On parenting, video games and pet care.

click to enlarge NOT A BABY-SITTER: GTA V is one of the most casually violent and morally ambivalent games ever to earn an “M for Mature” rating. - Rockstar
Rockstar
NOT A BABY-SITTER: GTA V is one of the most casually violent and morally ambivalent games ever to earn an “M for Mature” rating.

Highly anticipated video game Grand Theft Auto V was released last Tuesday; it earned $1 billion in sales in three days, making it perhaps the fastest-selling entertainment product in human history.

Grand Theft Auto V will undoubtedly be hailed by some as a masterwork of game design, conception and execution. It’s also undoubtedly one of the grittiest, most casually violent and morally ambivalent games ever to earn the Entertainment Software Ratings Board’s “M for Mature” advisory. While the ESRB’s attempts to legally restrict the sale of games based on content have failed thus far, many, many retailers have voluntary policies on the books, and will not sell an “M”-rated game like Grand Theft Auto V to anyone under 17.

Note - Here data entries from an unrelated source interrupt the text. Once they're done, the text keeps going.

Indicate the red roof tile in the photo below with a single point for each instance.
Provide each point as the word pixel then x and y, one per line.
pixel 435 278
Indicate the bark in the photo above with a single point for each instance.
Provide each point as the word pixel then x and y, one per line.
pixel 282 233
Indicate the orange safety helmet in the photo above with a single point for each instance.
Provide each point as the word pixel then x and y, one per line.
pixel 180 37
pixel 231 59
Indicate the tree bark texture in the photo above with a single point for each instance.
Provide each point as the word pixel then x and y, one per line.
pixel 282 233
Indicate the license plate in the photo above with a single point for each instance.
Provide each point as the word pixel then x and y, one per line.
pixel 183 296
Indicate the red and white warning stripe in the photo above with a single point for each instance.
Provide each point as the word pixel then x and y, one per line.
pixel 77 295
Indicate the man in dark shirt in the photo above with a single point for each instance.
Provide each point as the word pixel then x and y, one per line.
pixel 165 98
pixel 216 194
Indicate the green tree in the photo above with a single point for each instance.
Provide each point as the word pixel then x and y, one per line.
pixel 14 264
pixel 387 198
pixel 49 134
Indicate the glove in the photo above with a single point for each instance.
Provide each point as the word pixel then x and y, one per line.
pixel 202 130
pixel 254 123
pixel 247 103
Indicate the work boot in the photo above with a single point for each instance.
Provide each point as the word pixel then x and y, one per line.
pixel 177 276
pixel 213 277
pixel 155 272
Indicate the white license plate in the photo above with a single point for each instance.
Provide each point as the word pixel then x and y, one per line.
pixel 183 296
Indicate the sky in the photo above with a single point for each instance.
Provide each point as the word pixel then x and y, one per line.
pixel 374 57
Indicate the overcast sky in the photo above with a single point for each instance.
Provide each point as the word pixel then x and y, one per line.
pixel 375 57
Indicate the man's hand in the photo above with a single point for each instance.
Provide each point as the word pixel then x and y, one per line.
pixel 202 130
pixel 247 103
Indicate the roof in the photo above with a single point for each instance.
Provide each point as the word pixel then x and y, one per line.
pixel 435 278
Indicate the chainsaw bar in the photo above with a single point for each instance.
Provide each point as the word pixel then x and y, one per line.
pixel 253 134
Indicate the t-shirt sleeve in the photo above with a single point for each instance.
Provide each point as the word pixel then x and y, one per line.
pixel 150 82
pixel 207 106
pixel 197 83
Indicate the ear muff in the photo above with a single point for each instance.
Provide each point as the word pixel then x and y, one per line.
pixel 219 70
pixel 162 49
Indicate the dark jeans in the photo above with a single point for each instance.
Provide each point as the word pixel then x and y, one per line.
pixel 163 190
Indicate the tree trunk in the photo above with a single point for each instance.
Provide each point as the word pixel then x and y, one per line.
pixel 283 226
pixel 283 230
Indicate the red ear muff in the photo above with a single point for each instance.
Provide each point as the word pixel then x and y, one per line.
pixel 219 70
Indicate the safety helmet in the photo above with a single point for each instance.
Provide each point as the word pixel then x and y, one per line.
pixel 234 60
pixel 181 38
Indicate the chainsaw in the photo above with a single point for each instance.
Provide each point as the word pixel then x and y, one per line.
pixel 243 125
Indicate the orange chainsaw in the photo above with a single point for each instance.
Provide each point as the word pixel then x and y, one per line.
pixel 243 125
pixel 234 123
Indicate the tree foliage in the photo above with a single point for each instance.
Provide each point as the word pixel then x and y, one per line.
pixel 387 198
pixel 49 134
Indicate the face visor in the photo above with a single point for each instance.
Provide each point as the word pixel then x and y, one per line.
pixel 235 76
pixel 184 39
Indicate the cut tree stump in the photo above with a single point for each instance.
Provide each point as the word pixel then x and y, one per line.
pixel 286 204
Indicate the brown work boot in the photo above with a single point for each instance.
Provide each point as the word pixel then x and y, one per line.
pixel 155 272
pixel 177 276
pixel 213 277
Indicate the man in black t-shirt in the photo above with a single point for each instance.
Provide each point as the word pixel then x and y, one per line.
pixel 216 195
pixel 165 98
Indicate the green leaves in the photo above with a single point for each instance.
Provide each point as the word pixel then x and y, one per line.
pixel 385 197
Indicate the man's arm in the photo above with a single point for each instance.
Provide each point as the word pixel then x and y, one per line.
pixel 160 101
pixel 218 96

Which means fuck-all if some cretinous parent wants to buy it and use it as a babysitter for their 10-year-old.

On Monday, gaming site Kotaku.com published an essay by an unnamed video game retail worker titled “I Sold Too Many Copies of GTA V to Parents Who Didn’t Give a Damn.” In it, the anonymous author writes about being worn down by selling so many copies of GTA V — and other “M”-rated titles — to parents who are obviously buying the game for kids “who could barely see over my counter,” despite the clerk’s attempts to sway them without pissing them off.

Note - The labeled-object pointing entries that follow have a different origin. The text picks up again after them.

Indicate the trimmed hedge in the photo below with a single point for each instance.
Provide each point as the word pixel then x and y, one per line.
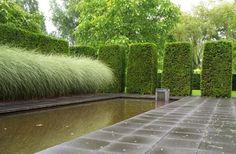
pixel 177 69
pixel 142 68
pixel 20 38
pixel 114 57
pixel 83 51
pixel 234 82
pixel 196 81
pixel 159 80
pixel 217 69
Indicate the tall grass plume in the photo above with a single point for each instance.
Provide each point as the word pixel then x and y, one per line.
pixel 28 75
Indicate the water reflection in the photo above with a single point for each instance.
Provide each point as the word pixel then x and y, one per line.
pixel 34 131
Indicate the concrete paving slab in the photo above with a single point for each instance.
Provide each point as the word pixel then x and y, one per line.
pixel 192 125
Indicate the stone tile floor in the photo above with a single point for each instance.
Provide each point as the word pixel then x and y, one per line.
pixel 192 125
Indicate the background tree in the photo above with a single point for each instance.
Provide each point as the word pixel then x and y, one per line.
pixel 123 22
pixel 13 14
pixel 208 21
pixel 30 6
pixel 65 18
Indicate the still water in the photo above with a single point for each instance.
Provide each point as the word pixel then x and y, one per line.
pixel 30 132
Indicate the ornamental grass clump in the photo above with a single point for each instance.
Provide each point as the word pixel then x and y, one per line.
pixel 28 75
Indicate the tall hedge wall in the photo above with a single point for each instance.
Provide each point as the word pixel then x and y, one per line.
pixel 217 69
pixel 114 57
pixel 142 68
pixel 177 68
pixel 20 38
pixel 234 82
pixel 83 51
pixel 196 80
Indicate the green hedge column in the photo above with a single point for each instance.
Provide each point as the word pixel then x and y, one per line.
pixel 217 69
pixel 177 69
pixel 114 57
pixel 83 51
pixel 142 68
pixel 20 38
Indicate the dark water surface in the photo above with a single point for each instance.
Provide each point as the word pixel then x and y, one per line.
pixel 30 132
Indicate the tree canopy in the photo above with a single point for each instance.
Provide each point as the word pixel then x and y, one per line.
pixel 206 22
pixel 123 22
pixel 65 17
pixel 13 14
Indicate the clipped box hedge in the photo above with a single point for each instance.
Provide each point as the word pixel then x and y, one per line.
pixel 217 69
pixel 177 69
pixel 83 51
pixel 196 81
pixel 20 38
pixel 114 57
pixel 234 82
pixel 142 68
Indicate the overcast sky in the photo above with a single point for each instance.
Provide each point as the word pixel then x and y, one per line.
pixel 185 5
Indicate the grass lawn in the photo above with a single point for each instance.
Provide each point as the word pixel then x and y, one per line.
pixel 198 93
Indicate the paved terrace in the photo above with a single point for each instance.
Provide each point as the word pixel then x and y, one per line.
pixel 192 125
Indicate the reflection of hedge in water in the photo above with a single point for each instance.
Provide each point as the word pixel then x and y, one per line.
pixel 177 69
pixel 27 75
pixel 63 124
pixel 217 69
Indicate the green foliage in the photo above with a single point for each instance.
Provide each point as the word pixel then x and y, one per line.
pixel 27 75
pixel 234 56
pixel 65 18
pixel 142 68
pixel 159 79
pixel 206 23
pixel 217 69
pixel 83 51
pixel 234 82
pixel 24 39
pixel 13 14
pixel 177 69
pixel 30 6
pixel 124 21
pixel 114 57
pixel 196 81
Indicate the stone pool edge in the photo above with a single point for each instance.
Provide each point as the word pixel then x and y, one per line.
pixel 20 106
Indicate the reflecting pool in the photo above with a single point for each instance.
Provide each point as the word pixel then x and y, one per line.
pixel 33 131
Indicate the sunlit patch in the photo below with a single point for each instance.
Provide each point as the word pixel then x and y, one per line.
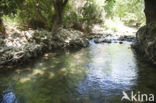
pixel 38 71
pixel 23 80
pixel 51 75
pixel 63 70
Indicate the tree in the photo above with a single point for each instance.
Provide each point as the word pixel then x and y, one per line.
pixel 59 6
pixel 150 11
pixel 7 7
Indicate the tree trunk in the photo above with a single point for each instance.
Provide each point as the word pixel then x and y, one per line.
pixel 2 28
pixel 150 11
pixel 59 8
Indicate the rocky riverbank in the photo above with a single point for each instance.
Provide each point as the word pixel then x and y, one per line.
pixel 146 42
pixel 20 46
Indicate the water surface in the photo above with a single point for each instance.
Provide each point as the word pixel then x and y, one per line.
pixel 97 74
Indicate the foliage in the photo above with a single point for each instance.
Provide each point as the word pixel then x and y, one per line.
pixel 128 11
pixel 87 14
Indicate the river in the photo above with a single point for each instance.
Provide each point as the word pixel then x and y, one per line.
pixel 96 74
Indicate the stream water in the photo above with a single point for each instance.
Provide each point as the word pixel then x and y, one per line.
pixel 97 74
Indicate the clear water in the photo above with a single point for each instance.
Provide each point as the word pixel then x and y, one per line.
pixel 97 74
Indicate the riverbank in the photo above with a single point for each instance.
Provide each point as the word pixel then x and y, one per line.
pixel 19 46
pixel 146 43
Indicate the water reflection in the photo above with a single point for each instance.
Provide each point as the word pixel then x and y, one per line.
pixel 97 74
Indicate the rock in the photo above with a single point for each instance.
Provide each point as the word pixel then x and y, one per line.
pixel 146 42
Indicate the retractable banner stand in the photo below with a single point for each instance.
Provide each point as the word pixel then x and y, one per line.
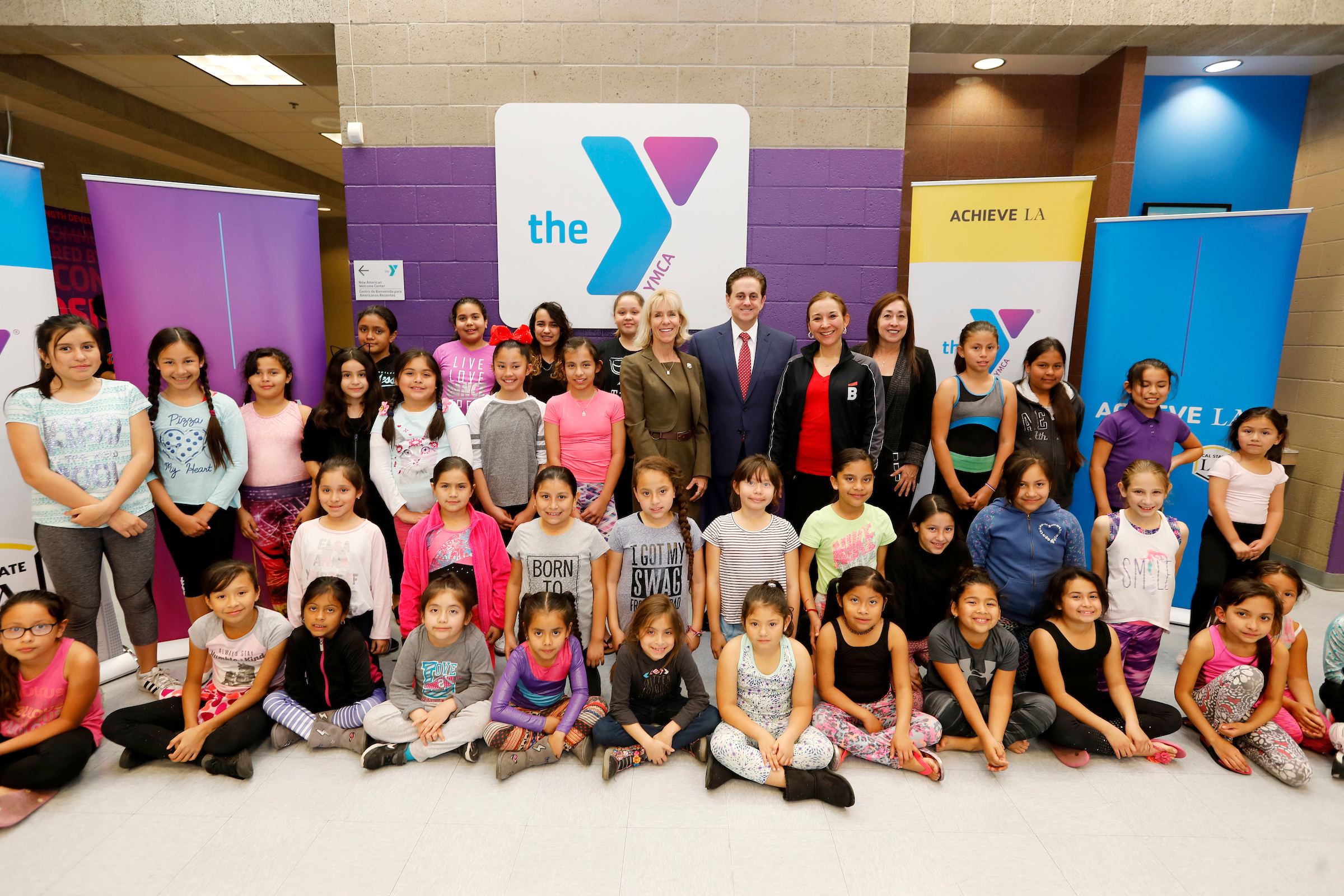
pixel 239 268
pixel 27 297
pixel 1207 295
pixel 1006 251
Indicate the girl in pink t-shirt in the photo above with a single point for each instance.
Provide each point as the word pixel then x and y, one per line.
pixel 50 707
pixel 465 363
pixel 585 432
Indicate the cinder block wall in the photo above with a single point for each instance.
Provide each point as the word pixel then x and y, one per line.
pixel 1311 383
pixel 812 73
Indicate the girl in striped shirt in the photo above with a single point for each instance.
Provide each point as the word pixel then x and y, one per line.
pixel 748 547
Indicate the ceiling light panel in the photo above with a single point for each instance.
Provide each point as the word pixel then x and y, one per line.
pixel 252 72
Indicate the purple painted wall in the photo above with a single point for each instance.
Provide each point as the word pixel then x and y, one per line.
pixel 818 220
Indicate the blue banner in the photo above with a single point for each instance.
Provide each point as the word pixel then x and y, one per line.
pixel 1208 295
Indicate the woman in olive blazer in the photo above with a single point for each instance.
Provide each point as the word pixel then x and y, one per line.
pixel 666 410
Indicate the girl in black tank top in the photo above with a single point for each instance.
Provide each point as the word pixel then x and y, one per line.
pixel 864 673
pixel 1079 664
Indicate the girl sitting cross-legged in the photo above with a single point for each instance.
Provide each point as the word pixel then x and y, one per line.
pixel 330 679
pixel 864 675
pixel 969 684
pixel 1072 647
pixel 531 719
pixel 765 699
pixel 441 684
pixel 650 718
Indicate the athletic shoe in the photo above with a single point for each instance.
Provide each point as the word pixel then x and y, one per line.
pixel 283 736
pixel 381 755
pixel 156 680
pixel 236 765
pixel 617 759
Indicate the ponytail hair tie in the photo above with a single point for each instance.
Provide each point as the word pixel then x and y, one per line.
pixel 501 334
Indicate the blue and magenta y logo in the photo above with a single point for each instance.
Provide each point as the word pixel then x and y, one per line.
pixel 1010 323
pixel 646 221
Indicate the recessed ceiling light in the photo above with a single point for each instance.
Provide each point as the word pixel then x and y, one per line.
pixel 242 70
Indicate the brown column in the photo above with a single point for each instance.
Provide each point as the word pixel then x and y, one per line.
pixel 1109 97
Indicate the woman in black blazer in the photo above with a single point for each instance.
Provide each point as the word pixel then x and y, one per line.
pixel 909 385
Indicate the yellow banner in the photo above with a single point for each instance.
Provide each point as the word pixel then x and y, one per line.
pixel 1007 221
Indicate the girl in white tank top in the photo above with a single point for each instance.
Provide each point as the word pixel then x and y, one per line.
pixel 1137 551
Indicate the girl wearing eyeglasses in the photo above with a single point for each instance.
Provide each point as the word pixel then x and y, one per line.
pixel 50 706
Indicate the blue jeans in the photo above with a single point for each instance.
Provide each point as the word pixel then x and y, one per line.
pixel 652 718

Apparently, it’s time for another brief discussion about parenting.

This one’s not for all the incompetent dads and moms out there who already have kids, and who think it’s perfectly all right for their prepubescent miracle to while away his or her days virtually shooting, stealing and screwing, long before they have any perspective on anything. Those dads and moms are already doing damage, and what will be, will be. Of course, not all of those kids are gonna turn out to be murderous sociopaths, but that’s kind of beside the point — a kid becoming a rational, responsible adult despite the parents’ best attempts at ruination is the kid’s victory, not the parents’.

Nope, this one’s for everyone who is considering becoming a parent, and wondering if they’re up to the task. For them, I have one question:

Does your dog poop in the house?*

Everything you need to know about your potential as a parent is, seriously, in the answer to that question: If your dog shits in the house, you should not be having children.

We’re talking about a normal, healthy, ambulatory adult dog here; everybody’s puppy or dog drops a runny mess on the rug every once in a while, because of illness or the wrong food or whatever. But if your normal, healthy, ambulatory adult dog craps in your house on the regular, it’s because you didn’t or don’t have the time, patience, inclination or brains to teach an animal not to shit in the house.

And you think you can take care of a helpless little human being? Turn it into a helpful adult-sized human being? Teach it not only to not poop all over itself, but also to eat, to love, to empathize, to understand it shares the universe with countless others, each no more or less important than itself?

Come on.

Don’t kid yourself (ahem!), and don’t gift the world with the eventual burden of your inability to raise a person who can tell the difference between reality and, say, the world of Grand Theft Auto V.

Teach your dog not to shit in the house. Then we’ll talk.

*If you don’t have a dog, you shouldn’t even be thinking about having kids. Because everybody knows the only reason to have kids is to provide your dogs something with which to play.